Batty extracted turn and bounce to find the edge of Josh Cobb and the end of Ben Raine's plucky resistance bookended the run-out of Rob Taylor; it epitomised Leicestershire's woes. O'Brien nurdled one, like he so often does, into the leg side and set off immediately but his partner was daydreaming and by the time he picked up a head of speed, Dunn raced around from midwicket to throw down middle stump.
Charlie Shreck is a veteran of the county circuit and while he may be considered as a genuine No. 11 he used all his nous to forge as many runs as possible before the Foxes went under. Raine's 73-minute vigil ended with a thin edge off Ansari and O'Brien couldn't prevent himself from becoming Batty's second victim of the innings.

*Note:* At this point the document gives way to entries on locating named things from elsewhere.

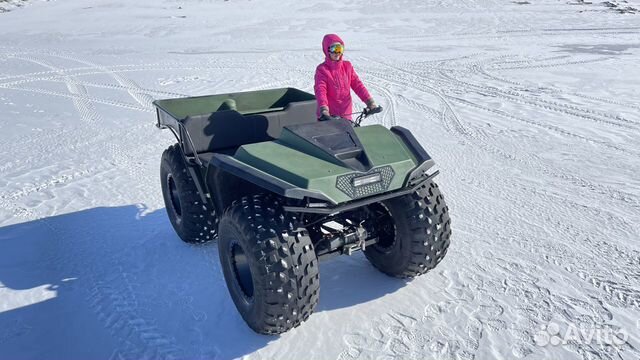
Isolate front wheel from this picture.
[218,195,320,334]
[365,181,451,278]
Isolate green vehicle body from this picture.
[154,88,435,213]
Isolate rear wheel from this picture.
[365,181,451,278]
[160,144,218,243]
[218,195,320,334]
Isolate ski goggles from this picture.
[329,43,344,54]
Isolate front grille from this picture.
[336,165,396,199]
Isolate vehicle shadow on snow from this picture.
[0,206,405,359]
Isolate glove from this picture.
[362,103,382,117]
[318,114,333,121]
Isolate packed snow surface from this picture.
[0,0,640,360]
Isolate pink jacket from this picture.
[313,34,371,119]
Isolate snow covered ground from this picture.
[0,0,640,360]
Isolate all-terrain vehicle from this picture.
[154,88,451,334]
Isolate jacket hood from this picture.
[322,34,344,63]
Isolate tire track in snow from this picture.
[370,59,640,209]
[42,52,155,110]
[439,67,640,130]
[9,54,100,123]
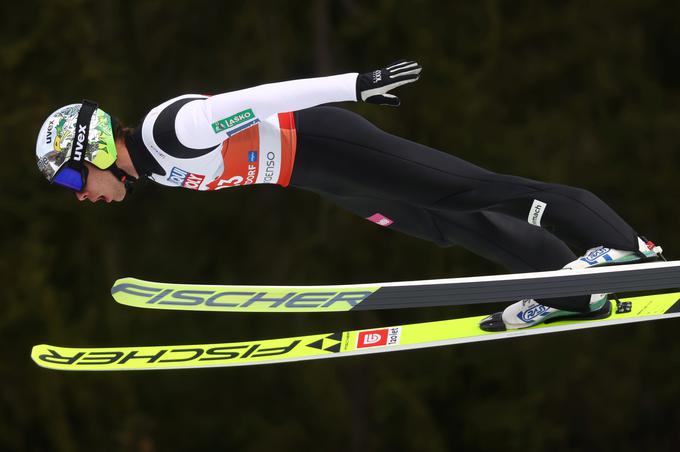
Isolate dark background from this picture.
[0,0,680,451]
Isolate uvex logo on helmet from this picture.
[73,124,87,162]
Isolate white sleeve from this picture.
[175,72,358,148]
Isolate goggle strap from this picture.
[68,99,97,171]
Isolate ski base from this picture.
[31,292,680,371]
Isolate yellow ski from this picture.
[31,292,680,371]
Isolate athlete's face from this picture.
[76,162,126,202]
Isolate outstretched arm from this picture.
[175,61,422,148]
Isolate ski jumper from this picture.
[126,73,638,311]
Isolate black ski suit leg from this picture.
[291,107,637,310]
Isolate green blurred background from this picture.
[0,0,680,452]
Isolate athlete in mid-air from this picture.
[36,61,661,331]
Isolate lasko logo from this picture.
[527,199,547,226]
[111,283,375,311]
[366,213,394,227]
[581,246,612,265]
[47,120,54,144]
[168,166,205,190]
[357,326,401,348]
[211,108,258,133]
[517,304,550,323]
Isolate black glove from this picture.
[357,60,423,107]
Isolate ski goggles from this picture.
[52,100,97,192]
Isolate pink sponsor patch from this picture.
[366,213,394,227]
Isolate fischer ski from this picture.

But Shreck, despite suppositions, is no mug with the bat. After attuning himself and taking the sting out of Surrey's bite, he shifted from nothing-will-get-past mode to a destructive approach. He took a particular liking to the seamers and in clubbing six boundaries and putting on 39 with Jigar Naik, he lifted Leicestershire past 250 and equally significantly, quashed any thoughts that this pitch was turning into a spinner's haven.
Robson proceeded to affirm that and in doing so has manufactured a position in which Leicestershire can boldly harbour hopes of thwarting a Surrey victory that had looked a foregone conclusion from the early stages of this game. He's left it up to his team mates now but after all, it's about time they pulled their weight.